Fedakar ama Kriketçi

VE OLAYLAR GELİŞİR………

Fedakar ve Kriketçi.

Metin bildiğiniz eşşekti . Ne ana sözü dinler ne de kul hakkı bilir bir eşşek. Varsa itlik, yoksa itlikle geçerdi tüm zamanı. Baba cebinden aşırılmış her kuruş gibi onun paraları da en dandiğinden şans oyunlarına giderdi.En kolpa at yarışı kuponları, en haris iddia oynamalar hep onun başının altından çıkardı. Sonuç mu?. eşekliğe devam. Bir günde demezdi ki bir işin ucundan tutayım.Bir kerede aklına gelmezdi ki beş dakika akıllı olayım.Hep oto teybi çalmalar hep ana ata parasıyla repo yapmalar mepo yapmalar.
Bu durumun doğal sonucu olarak Metinin hiç kontürü yoktu.E kontürü olmayan adam ne yapar hep çaldırıp kapatmalar,hep çağrı bırakmalar. Kendisi eşek olan bir Metinin arkadaşları da hep kukit gezen hiç kontürsüz insanlardı. Yüzlerinde hayatın ağırlığının izleri yok muydu? Yeminle zerre yoktu . Varsa pıçak izi yoksa falçata iziydi olan izlerde. Günbegün derbeder bir yaşam sürüyorlar, ama şu makus talihi kıralım da demiyorlardı.Ne bir çıraklık okulu , ne halk eğitim merkezi nede bir meslek edindirme kursu hayalleri vardı. Halbuki Metinin babası mahallenin önde gelen kriketçilerindendi. Ve sporcu olması hasebiyle sevilen bir insandı. Dese ki birine benim Metinimi çırak al hayır diyecek adam ya iki çıkardı ya üç. O kadarda olur bence. İki yada üç kişinin bu teklife olmaz demesi ortalama bir mahalle için çok kabul edilebilir bir oran.Mesela benim babam dese benim oğlanı çırak alın diye , çoğu kişi kabul etmeyebilir.Derler ki biz otuzdört yaşında çırağı ne yapalım .Hem ben de kabul etmem haftalıkla çalışmayı.Zaten çay falan söylerken kahveci dur doldurayım çayları sen götür dese taşıyamam tepsiyi. Ama Metin taşır tepsiyi. Cumartesi haftalığı alır koşar birahaneye.Adres belli olur çalıştığı yer olursa. Metin için uygun bir kariyer fırsatı. Ama adam it olunca ne kariyer bilir, ne çıraklık adabı. Doldur kuponu yatır ki para gelsin. Nah gelir o para.

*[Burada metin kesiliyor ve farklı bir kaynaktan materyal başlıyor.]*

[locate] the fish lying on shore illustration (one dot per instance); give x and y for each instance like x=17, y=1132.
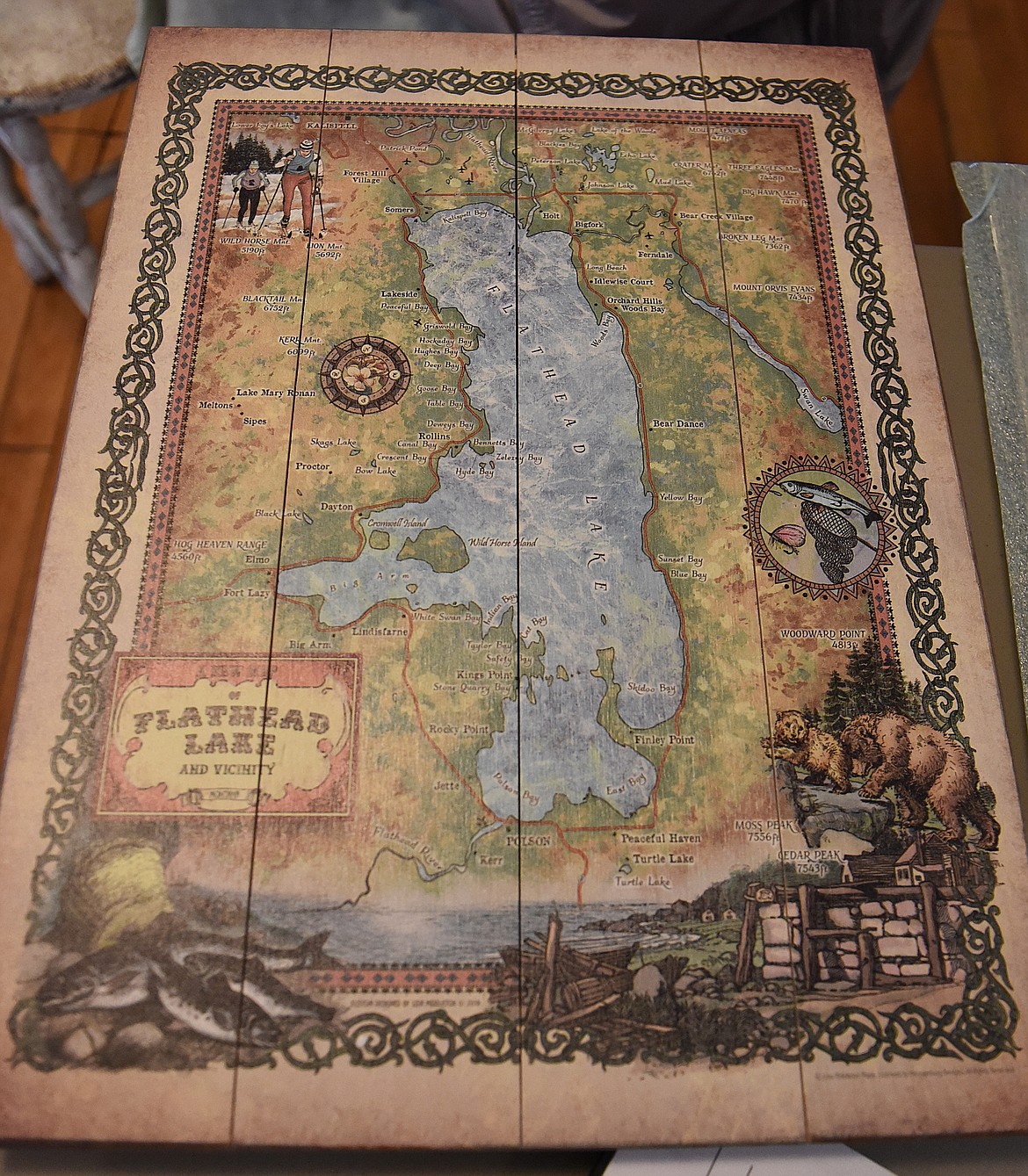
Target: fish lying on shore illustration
x=213, y=985
x=114, y=978
x=211, y=1008
x=827, y=494
x=306, y=954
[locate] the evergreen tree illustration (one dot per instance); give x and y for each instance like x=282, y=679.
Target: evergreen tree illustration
x=836, y=701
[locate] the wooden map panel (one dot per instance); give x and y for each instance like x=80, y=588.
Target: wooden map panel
x=528, y=684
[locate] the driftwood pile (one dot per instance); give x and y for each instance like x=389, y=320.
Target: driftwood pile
x=552, y=985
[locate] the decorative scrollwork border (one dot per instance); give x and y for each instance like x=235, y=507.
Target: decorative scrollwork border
x=982, y=1024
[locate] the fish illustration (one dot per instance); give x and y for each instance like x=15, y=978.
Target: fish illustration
x=308, y=954
x=212, y=1009
x=257, y=985
x=827, y=494
x=110, y=978
x=274, y=998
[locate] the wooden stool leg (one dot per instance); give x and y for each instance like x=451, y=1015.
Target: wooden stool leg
x=56, y=205
x=34, y=252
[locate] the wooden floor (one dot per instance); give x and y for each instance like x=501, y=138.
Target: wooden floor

Metin de durumun farkındaydı itti mitti ama konforlu bir yaşam bu eşeği bile cezbediyordu. Yine babasının eyalet kupası maçı için yurtdışında olduğu günlerden bir gün evde yalnızlığını dinleyerek yaşamını düşündü.Ulan dedi bende kravat sahibi bi insan olabilirim. Bir dükkan açayım kendime dedi. Emlakçılık yaparım , kumaş işine girerim falan diye düşünürken telefonuna mesaj geldi.Mesaj babasından dı. Babası Metinine kıyamamış yüz kontür göndermişti. Babasının takımı olan MSK(Mençısıtır Spiders Kriket) Eyalet kupasını kazanmıştı.Ve nerden baksan harcırah falan onbeş yirmi bin yuro doğrultmuştu peder.

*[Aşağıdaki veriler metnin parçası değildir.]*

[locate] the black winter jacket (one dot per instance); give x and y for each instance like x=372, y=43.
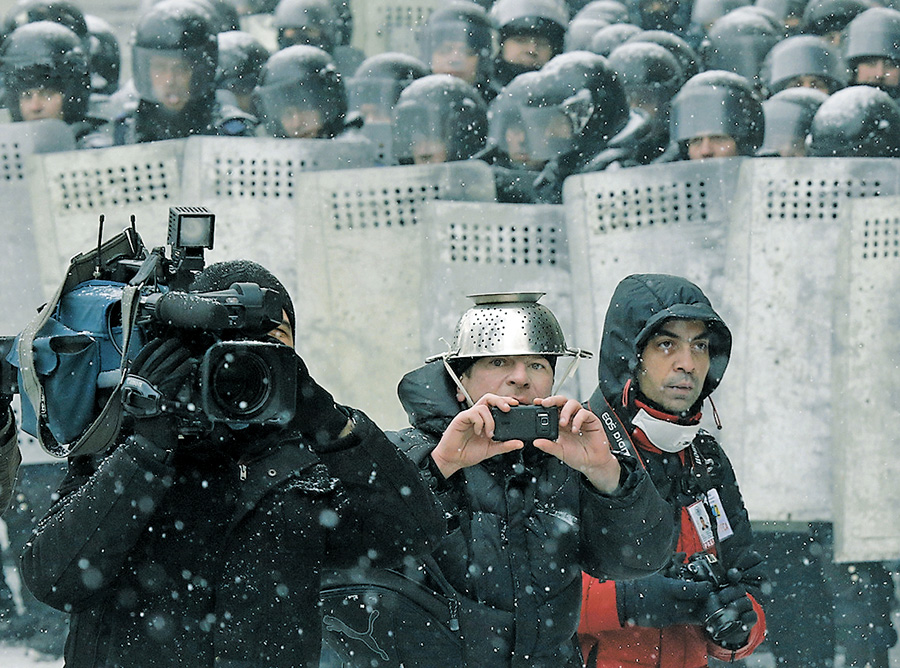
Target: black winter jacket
x=198, y=559
x=528, y=525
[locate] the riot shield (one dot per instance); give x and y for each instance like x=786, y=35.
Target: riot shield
x=20, y=293
x=360, y=260
x=779, y=395
x=479, y=248
x=866, y=384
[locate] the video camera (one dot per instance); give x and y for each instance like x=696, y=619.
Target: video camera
x=119, y=296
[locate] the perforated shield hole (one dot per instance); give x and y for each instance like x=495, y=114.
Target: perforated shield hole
x=256, y=178
x=881, y=239
x=654, y=204
x=385, y=206
x=504, y=244
x=399, y=15
x=814, y=199
x=12, y=162
x=89, y=189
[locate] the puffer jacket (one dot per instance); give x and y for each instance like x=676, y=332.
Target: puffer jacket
x=528, y=525
x=639, y=304
x=199, y=559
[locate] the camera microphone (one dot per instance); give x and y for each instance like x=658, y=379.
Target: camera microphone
x=187, y=311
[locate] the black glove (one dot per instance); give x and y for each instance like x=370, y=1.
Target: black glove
x=164, y=364
x=316, y=415
x=730, y=617
x=748, y=571
x=658, y=601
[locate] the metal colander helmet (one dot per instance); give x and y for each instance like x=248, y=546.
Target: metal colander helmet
x=511, y=323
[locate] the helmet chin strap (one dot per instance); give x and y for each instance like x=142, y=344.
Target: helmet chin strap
x=458, y=383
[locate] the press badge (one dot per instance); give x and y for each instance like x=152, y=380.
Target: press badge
x=700, y=519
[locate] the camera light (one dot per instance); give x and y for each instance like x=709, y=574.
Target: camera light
x=191, y=227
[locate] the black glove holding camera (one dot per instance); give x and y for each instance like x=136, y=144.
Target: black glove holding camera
x=165, y=364
x=658, y=601
x=731, y=617
x=316, y=416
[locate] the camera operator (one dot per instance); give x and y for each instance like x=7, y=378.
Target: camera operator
x=198, y=550
x=662, y=353
x=532, y=511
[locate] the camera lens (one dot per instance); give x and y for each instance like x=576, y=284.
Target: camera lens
x=240, y=383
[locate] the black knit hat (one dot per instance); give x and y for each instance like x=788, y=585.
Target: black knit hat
x=221, y=276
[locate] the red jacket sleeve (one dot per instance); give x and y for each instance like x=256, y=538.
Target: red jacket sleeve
x=598, y=606
x=757, y=635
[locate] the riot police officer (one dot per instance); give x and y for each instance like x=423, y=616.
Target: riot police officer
x=872, y=49
x=174, y=60
x=46, y=74
x=715, y=114
x=530, y=33
x=300, y=95
x=438, y=118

İşte tam bu sırada tekrar eski Metin kendini gösterdi ve hemen elemanlara mesaj yazmaya başladı. Slm kanka :) sana onbes kntr yolldm yarım saat sona kkavede buluşuruz. .. nbr lan fare :( aramasak arıyacağın yok bülteni kap gel altılı yapak. Gibi mesajlarla gelen kontürü bitirene kadar uğraştı. Saçları jöleleyip ganyan bayiinin yolunu tuttu itoğlu it.